Fairfax Financial Holdings Ltd. Chief Executive Officer Prem Watsa said he wants to boost his company’s stake in an insurance venture with India’s ICICI Bank Ltd. when rules allow for increased foreign ownership.

Watsa, who said he sees a “huge amount of opportunity in India,” wants 49 percent of ICICI Lombard General Insurance Company Ltd., he told investors today at the company’s annual meeting in Toronto. Fairfax owns 26 percent of the joint venture, the maximum allowed under the country’s rules, he said.

“They’ve been telling us for the last five years that it’s one year away -- and so I just have to wait,” for rules to be eased, Watsa told reporters following the meeting. “When they allow us the opportunity, we’ll look at taking advantage of it.”

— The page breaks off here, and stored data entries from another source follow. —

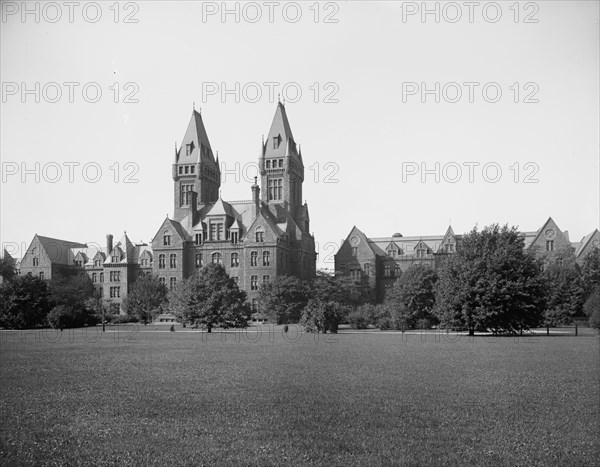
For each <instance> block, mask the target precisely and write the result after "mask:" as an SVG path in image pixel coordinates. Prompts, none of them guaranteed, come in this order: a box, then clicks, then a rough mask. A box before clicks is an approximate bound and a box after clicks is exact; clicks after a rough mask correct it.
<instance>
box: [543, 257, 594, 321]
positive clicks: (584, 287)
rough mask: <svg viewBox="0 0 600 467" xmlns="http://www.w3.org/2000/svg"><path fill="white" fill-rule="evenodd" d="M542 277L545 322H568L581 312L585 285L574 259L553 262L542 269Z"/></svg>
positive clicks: (580, 313)
mask: <svg viewBox="0 0 600 467" xmlns="http://www.w3.org/2000/svg"><path fill="white" fill-rule="evenodd" d="M544 278H545V280H546V311H545V312H544V316H545V322H546V324H547V325H551V326H556V325H557V324H570V323H571V321H572V318H573V317H574V316H580V315H581V314H582V312H583V304H584V301H585V287H584V284H583V279H582V277H581V271H580V268H579V266H578V265H577V264H576V263H575V262H574V261H571V262H569V263H568V264H565V265H558V264H554V265H552V266H550V267H548V268H547V269H546V270H545V271H544Z"/></svg>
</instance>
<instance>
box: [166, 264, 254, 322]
mask: <svg viewBox="0 0 600 467" xmlns="http://www.w3.org/2000/svg"><path fill="white" fill-rule="evenodd" d="M169 308H170V309H171V311H172V312H173V314H175V316H177V317H178V318H179V319H180V320H181V321H182V322H183V323H184V324H185V323H196V324H199V325H203V326H205V327H206V328H207V330H208V332H211V331H212V328H213V327H221V328H224V329H228V328H240V327H246V326H247V324H248V320H249V319H250V314H251V310H250V307H249V306H248V304H247V303H246V292H244V291H242V290H240V289H239V288H238V286H237V284H236V283H235V281H234V280H233V279H232V278H231V277H229V276H228V275H227V272H226V271H225V268H224V267H223V266H222V265H220V264H212V263H210V264H207V265H206V266H204V267H203V268H202V269H201V270H200V273H199V274H197V275H194V276H191V277H189V278H188V279H186V280H184V281H182V282H181V283H180V284H179V285H178V286H177V287H176V288H175V290H173V291H172V292H171V293H170V294H169Z"/></svg>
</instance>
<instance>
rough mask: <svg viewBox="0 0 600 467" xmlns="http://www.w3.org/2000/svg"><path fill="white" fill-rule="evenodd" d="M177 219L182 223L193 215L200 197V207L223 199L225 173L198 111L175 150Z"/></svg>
mask: <svg viewBox="0 0 600 467" xmlns="http://www.w3.org/2000/svg"><path fill="white" fill-rule="evenodd" d="M173 182H174V184H173V185H174V193H173V201H174V209H173V217H174V219H175V220H180V219H182V218H183V217H185V215H186V213H188V212H189V208H190V204H192V202H193V199H194V198H195V196H194V195H192V193H191V192H192V191H194V192H196V193H197V202H196V204H197V206H195V207H194V208H198V207H201V206H202V205H205V204H210V203H214V202H215V201H216V200H217V199H218V197H219V188H220V186H221V170H220V168H219V158H218V156H217V159H215V157H214V155H213V152H212V148H211V147H210V142H209V141H208V135H207V134H206V129H205V128H204V123H203V122H202V116H201V115H200V113H199V112H197V111H196V110H195V109H194V110H193V112H192V118H191V119H190V123H189V124H188V128H187V130H186V132H185V136H184V137H183V141H182V143H181V146H180V147H179V149H177V146H176V147H175V161H174V162H173Z"/></svg>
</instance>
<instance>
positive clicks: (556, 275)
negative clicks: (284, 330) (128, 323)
mask: <svg viewBox="0 0 600 467" xmlns="http://www.w3.org/2000/svg"><path fill="white" fill-rule="evenodd" d="M0 273H1V274H2V277H3V278H4V282H3V283H2V285H0V326H1V327H5V328H26V327H36V326H47V325H50V326H52V327H55V328H61V329H62V328H65V327H76V326H84V325H93V324H96V323H97V322H98V321H99V320H100V319H102V317H103V316H104V317H107V319H108V320H109V321H113V322H119V321H120V322H124V321H140V322H143V323H144V324H146V323H149V322H152V321H153V320H154V318H155V317H156V316H157V315H158V314H160V313H172V314H174V315H175V316H176V317H177V318H178V320H179V321H180V322H181V323H182V324H183V325H184V326H188V325H189V326H193V327H203V328H205V329H207V330H208V331H209V332H210V331H211V330H212V329H213V328H216V327H219V328H236V327H245V326H246V325H247V323H248V321H249V319H250V317H251V315H252V313H253V312H255V311H258V312H259V314H261V315H263V316H267V317H268V318H269V321H270V322H273V323H277V324H288V323H299V324H301V325H303V326H304V328H305V330H306V331H308V332H321V333H324V332H337V330H338V327H339V326H340V324H343V323H347V324H349V325H350V326H352V327H353V328H357V329H361V328H363V329H364V328H367V327H377V328H380V329H395V330H404V329H414V328H429V327H432V326H440V327H444V328H450V329H455V330H468V331H469V333H471V334H473V333H475V332H476V331H491V332H494V333H517V332H521V331H523V330H526V329H530V328H532V327H537V326H541V325H549V326H555V325H563V324H570V323H571V322H572V320H573V319H574V318H576V317H587V318H588V319H589V323H590V325H592V326H593V327H596V328H599V327H600V251H599V250H598V249H597V248H596V249H594V250H593V251H592V252H591V253H590V254H589V255H588V256H587V258H585V261H584V262H583V265H582V266H581V267H580V266H579V265H578V264H577V263H576V262H575V260H574V258H571V259H570V260H568V259H563V261H562V263H561V264H558V263H555V264H551V265H548V264H545V263H544V260H543V259H540V258H538V257H536V255H535V253H534V252H533V251H531V250H526V249H524V237H523V236H522V235H521V234H520V233H519V232H518V231H517V230H516V228H509V227H508V226H504V227H500V226H498V225H492V226H489V227H486V228H484V229H483V230H482V231H478V230H477V229H476V228H475V229H473V230H472V231H471V232H469V233H468V234H466V235H465V236H464V237H463V241H462V243H461V247H460V248H459V249H458V251H457V253H455V254H453V255H449V256H448V257H447V259H446V261H444V263H443V264H442V265H441V266H440V267H439V268H438V270H434V269H432V268H431V267H429V266H423V265H419V264H415V265H412V266H410V267H409V268H408V269H407V270H406V271H405V272H404V273H403V274H402V275H401V276H400V277H399V278H398V279H397V280H396V281H395V283H394V284H393V287H391V288H390V289H388V290H386V297H385V300H384V302H383V303H381V304H377V305H374V304H370V303H368V299H369V293H368V292H369V291H368V290H366V289H365V288H364V287H363V285H361V284H360V283H358V282H355V281H354V280H352V279H351V278H350V277H349V276H335V277H333V276H329V275H327V274H322V273H318V274H317V276H316V277H315V278H314V279H313V280H310V281H301V280H299V279H298V278H295V277H290V276H278V277H275V278H273V279H272V280H271V281H270V282H267V283H265V284H262V286H261V287H260V289H259V300H258V307H259V308H258V310H251V308H250V306H249V304H248V303H247V296H246V293H245V292H244V291H242V290H240V289H239V288H238V286H237V284H236V282H235V281H234V279H233V278H231V277H229V276H228V275H227V273H226V271H225V269H224V268H223V266H221V265H216V264H208V265H206V266H204V267H203V268H202V269H201V270H200V272H199V274H197V275H194V276H192V277H190V278H188V279H185V280H183V281H179V282H178V284H177V286H176V287H175V289H174V290H172V291H169V290H167V288H166V287H165V286H164V285H163V284H161V283H160V282H159V280H158V278H156V277H155V276H152V275H147V276H143V277H141V278H139V279H138V280H137V281H136V282H135V283H134V284H132V286H131V289H130V290H129V292H128V295H127V297H126V298H125V299H124V300H123V303H122V308H123V310H124V311H125V312H126V315H118V314H111V313H110V311H111V310H109V309H106V306H105V305H104V304H103V303H102V301H101V300H99V299H97V298H95V297H94V287H93V284H92V283H91V281H90V280H89V278H88V277H87V275H77V276H71V277H59V278H56V279H52V280H50V281H48V282H45V281H43V280H40V279H38V278H37V277H32V276H31V275H26V276H14V271H11V268H10V267H7V265H6V264H5V263H1V264H0Z"/></svg>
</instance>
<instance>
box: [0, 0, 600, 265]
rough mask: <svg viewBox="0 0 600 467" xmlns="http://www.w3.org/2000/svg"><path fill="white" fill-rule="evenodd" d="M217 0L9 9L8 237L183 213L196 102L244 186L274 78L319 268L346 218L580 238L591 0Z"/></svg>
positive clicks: (66, 233) (18, 236)
mask: <svg viewBox="0 0 600 467" xmlns="http://www.w3.org/2000/svg"><path fill="white" fill-rule="evenodd" d="M223 6H224V4H222V2H192V1H185V2H160V1H144V2H129V3H121V4H118V5H117V6H115V5H114V4H113V3H112V2H106V3H104V2H101V3H99V4H95V3H93V2H80V3H79V5H76V6H73V7H70V6H69V5H68V2H67V4H65V3H64V2H55V3H52V4H48V3H46V2H40V3H38V2H30V3H28V4H27V5H26V8H27V10H28V12H27V13H26V14H25V15H23V8H24V6H23V4H22V2H3V3H2V22H1V23H0V29H1V33H0V43H1V46H0V47H1V49H0V53H1V80H2V103H1V106H2V108H1V112H0V118H1V123H0V130H1V142H0V144H1V147H0V149H1V158H2V191H1V195H2V196H1V230H0V236H1V238H0V241H1V242H2V243H3V244H4V245H5V246H7V248H8V249H9V250H12V251H14V247H15V245H22V244H24V245H23V246H24V247H25V248H26V246H28V245H29V242H30V241H31V239H32V237H33V235H34V234H36V233H38V234H40V235H46V236H50V237H57V238H61V239H66V240H72V241H79V242H85V243H95V242H98V243H102V244H103V243H104V237H105V235H106V234H107V233H113V234H115V237H117V238H119V237H120V236H121V234H122V232H123V231H124V230H126V231H127V233H128V235H129V236H130V238H131V239H132V241H141V240H143V241H145V242H149V241H150V240H151V238H152V237H153V236H154V235H155V233H156V231H157V229H158V228H159V226H160V225H161V223H162V221H163V219H164V217H165V215H166V214H169V215H170V216H171V215H172V213H173V185H172V184H173V181H172V179H171V164H172V162H173V153H174V144H175V141H177V142H179V143H180V142H181V139H182V138H183V135H184V132H185V129H186V127H187V124H188V122H189V119H190V116H191V112H192V105H193V103H195V105H196V108H200V107H201V108H202V115H203V119H204V122H205V125H206V128H207V131H208V136H209V139H210V142H211V145H212V148H213V150H214V151H217V150H218V152H219V158H220V161H221V163H222V164H223V167H222V170H223V175H222V180H223V183H222V187H221V190H222V196H223V198H224V199H225V200H239V199H248V198H250V195H251V193H250V185H251V184H252V179H253V176H254V175H255V173H256V162H257V158H258V155H259V148H260V142H261V136H262V135H263V134H266V133H268V130H269V127H270V124H271V120H272V118H273V115H274V112H275V108H276V102H277V94H281V98H282V99H284V98H285V99H286V109H287V113H288V116H289V119H290V123H291V126H292V131H293V133H294V137H295V139H296V141H297V142H298V143H300V144H301V147H302V155H303V158H304V163H305V181H304V194H303V196H304V198H305V199H306V201H307V202H308V205H309V209H310V217H311V229H312V231H313V232H314V234H315V237H316V241H317V243H318V253H319V260H320V262H319V266H320V267H332V265H333V263H332V261H333V253H334V252H335V250H336V249H337V245H339V242H340V239H342V238H345V237H346V236H347V235H348V233H349V231H350V229H351V228H352V226H353V225H357V226H358V227H359V228H360V229H362V230H363V231H364V232H365V233H366V234H367V235H368V236H372V237H378V236H390V235H392V234H393V233H394V232H401V233H402V234H404V235H405V236H407V235H434V234H443V233H444V232H445V231H446V229H447V227H448V224H449V223H450V222H451V223H452V227H453V228H454V231H455V232H456V233H464V232H466V231H468V230H470V229H471V228H473V226H475V225H476V224H478V225H479V226H485V225H488V224H490V223H493V222H498V223H501V224H504V223H508V224H510V225H516V226H518V227H519V228H521V229H522V230H537V229H538V228H539V227H540V226H541V225H542V224H543V223H544V222H545V221H546V219H547V218H548V216H552V217H553V218H554V220H555V221H556V222H557V223H558V225H559V227H560V228H561V229H563V230H568V231H569V233H570V237H571V240H572V241H577V240H580V239H581V237H583V236H584V235H586V234H587V233H589V232H591V231H592V230H594V229H595V228H597V227H598V218H599V213H598V203H599V183H598V180H599V167H598V162H599V152H598V147H599V134H598V133H599V127H600V124H599V108H598V107H599V100H600V99H599V95H598V92H599V76H598V70H599V61H598V58H599V50H598V49H599V44H600V38H599V37H598V36H599V24H598V17H599V11H598V2H596V1H565V2H561V1H538V2H520V3H519V4H518V5H517V6H515V5H514V2H499V3H493V2H479V5H478V6H473V7H469V5H468V2H467V4H465V3H464V2H451V3H448V2H428V3H427V5H426V6H427V8H428V9H429V10H430V12H429V13H427V14H426V15H425V16H423V15H422V13H423V11H422V3H421V2H417V3H414V2H393V1H389V2H373V1H369V2H366V1H365V2H361V1H352V2H320V3H316V2H301V3H293V2H272V3H269V2H255V3H238V2H230V3H227V8H228V9H229V10H230V11H229V13H227V14H225V15H224V16H223V13H224V12H223ZM70 8H72V9H71V10H70ZM470 8H471V9H470ZM65 83H66V84H65ZM68 83H73V84H68ZM269 83H272V84H269ZM273 83H276V84H273ZM98 91H100V92H101V94H100V95H99V94H98ZM424 91H425V92H424ZM299 93H300V95H299ZM436 100H437V101H438V102H436ZM36 101H37V102H36ZM24 169H25V170H27V171H29V172H23V170H24ZM59 169H60V171H59ZM423 170H426V171H427V172H425V173H424V172H423ZM70 172H71V173H70ZM36 178H37V180H36ZM128 182H129V183H128ZM21 254H22V251H21V252H18V253H17V254H16V256H20V255H21Z"/></svg>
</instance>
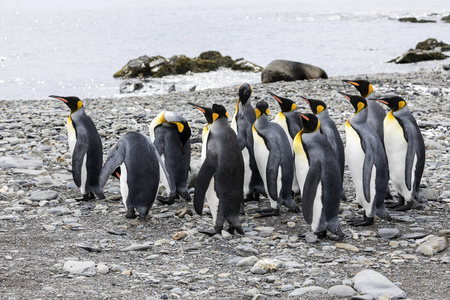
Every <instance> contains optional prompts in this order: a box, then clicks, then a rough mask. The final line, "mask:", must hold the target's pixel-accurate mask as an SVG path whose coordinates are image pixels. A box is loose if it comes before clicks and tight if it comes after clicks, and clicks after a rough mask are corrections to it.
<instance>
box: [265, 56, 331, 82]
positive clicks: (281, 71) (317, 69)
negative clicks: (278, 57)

Watsa, 60, has modeled Fairfax after Warren Buffett’s Berkshire Hathaway Inc. by investing the assets of insurance operations, often in out-of-favor securities. Born in Hyderabad, India, Watsa was been running Fairfax since 1985.

He recommended shares of Wells Fargo & Co., Johnson & Johnson, Kraft Foods Inc. and US Bancorp. Fairfax owns a combined $1.9 billion in the four U.S. company shares.

“The underlying fundamentals are there for everyone to see, but it’s boring,” Watsa said. “No one wants to buy something that will take five, six years” to double in value.

Fairfax, which owns insurers including Northbridge Financial and Crum & Forster, plans to release first-quarter results on April 28. Watsa declined to say what impact the damages of the March 11 earthquake in Japan may have on results.


“If it was material, we would disclose it,” Watsa said.

Fairfax is being “cautious” on investments and is focusing on preserving capital, Watsa said. The CEO said he likes government and municipal bonds and the company is selling some corporate bonds after gains. Fairfax is also investing in consumer price index-linked derivative contracts.

Through its subsidiaries, Fairfax is one of the largest investors in publisher Torstar Corp. and toymaker MEGA Brands Inc., according to Bloomberg data.